Here is how it could work:
- Standardized Baselines: For routine services (e.g., standard software deployment, security guarding, basic infrastructure maintenance), a national regulatory body would outline the maximum acceptable hours required to complete a unit of work.
- Tiered Rate Cards: Rates would be capped based on the required expertise level (e.g., Junior Consultant, Senior Engineer, Project Director) and regional economic adjustments.
- Deliverable-Based Caps: Instead of open-ended hourly billing, tenders would stipulate that "Deliverable X" has a national maximum threshold of $Y. Bidders can quote below this based on their efficiency, but cannot exceed it without filing a highly scrutinized deviation report.
The Strategic Benefits
Implementing a prescribed rate system in the tender space would trigger several immediate positive impacts:
- Eradicating Price Gouging and Corruption: In public procurement, artificially inflated invoices are a primary vehicle for corruption.
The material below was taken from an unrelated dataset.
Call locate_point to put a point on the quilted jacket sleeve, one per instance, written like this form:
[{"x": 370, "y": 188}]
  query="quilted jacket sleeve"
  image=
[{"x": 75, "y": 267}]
A prescribed maximum rate instantly red-flags any tender bid that charges an exorbitant amount for a standard service.
- Shifting Focus from Price to Quality: Currently, the adjudication process is heavily skewed toward finding the "cheapest" provider, which often results in a race to the bottom regarding quality. If rates and hours are largely standardized, procurement teams will be forced to evaluate vendors based on their track record, innovation, methodology, and technical competence.
- Protecting Small Businesses: A major issue in the RFP space is "suicide bidding"—where desperate companies quote unsustainably low prices just to win the work, only to go bankrupt or fail to deliver. A framework that includes minimum acceptable rates alongside maximum caps ensures that service providers can pay their staff a living wage and deliver quality work.
- Streamlining the Adjudication Process: Evaluating bids becomes significantly faster when the financial models are uniform. Procurement officers spend less time interrogating confusing spreadsheets and more time assessing the actual value of the proposal.
Addressing the Challenges
Critics of this model will argue that prescribing rates stifles free-market competition. There is a valid concern that imposing maximums could disincentivize highly specialized, premium firms from bidding, or that a rigid system cannot account for the nuances of complex, bespoke projects.
To mitigate this, the framework must be dynamic rather than draconian.
- Exceptions for Innovation: The framework should allow for "innovation deviations," where a vendor can exceed the maximum cap if they can tangibly prove their proprietary methodology offers extreme long-term value not covered by the standard metric.
- Regular Updates: The prescribed rates must be updated annually to reflect inflation, changing labor markets, and the introduction of new technologies (like AI) that drastically reduce the hours needed for certain tasks.
Conclusion
The current RFP and tender system is highly inefficient, demanding an immense amount of guesswork from both the issuer and the bidder. By borrowing the logic of prescribed benefits and gazetted tariffs from the healthcare and financial sectors, we can bring much-needed sanity to procurement.
Establishing a national set of maximum chargeable hours and prescribed rates is not about ending competition; it is about establishing a fair baseline. It ensures that when public or corporate funds are spent, they are paying for genuine expertise and solid deliverables, not bloated hours and arbitrary markups.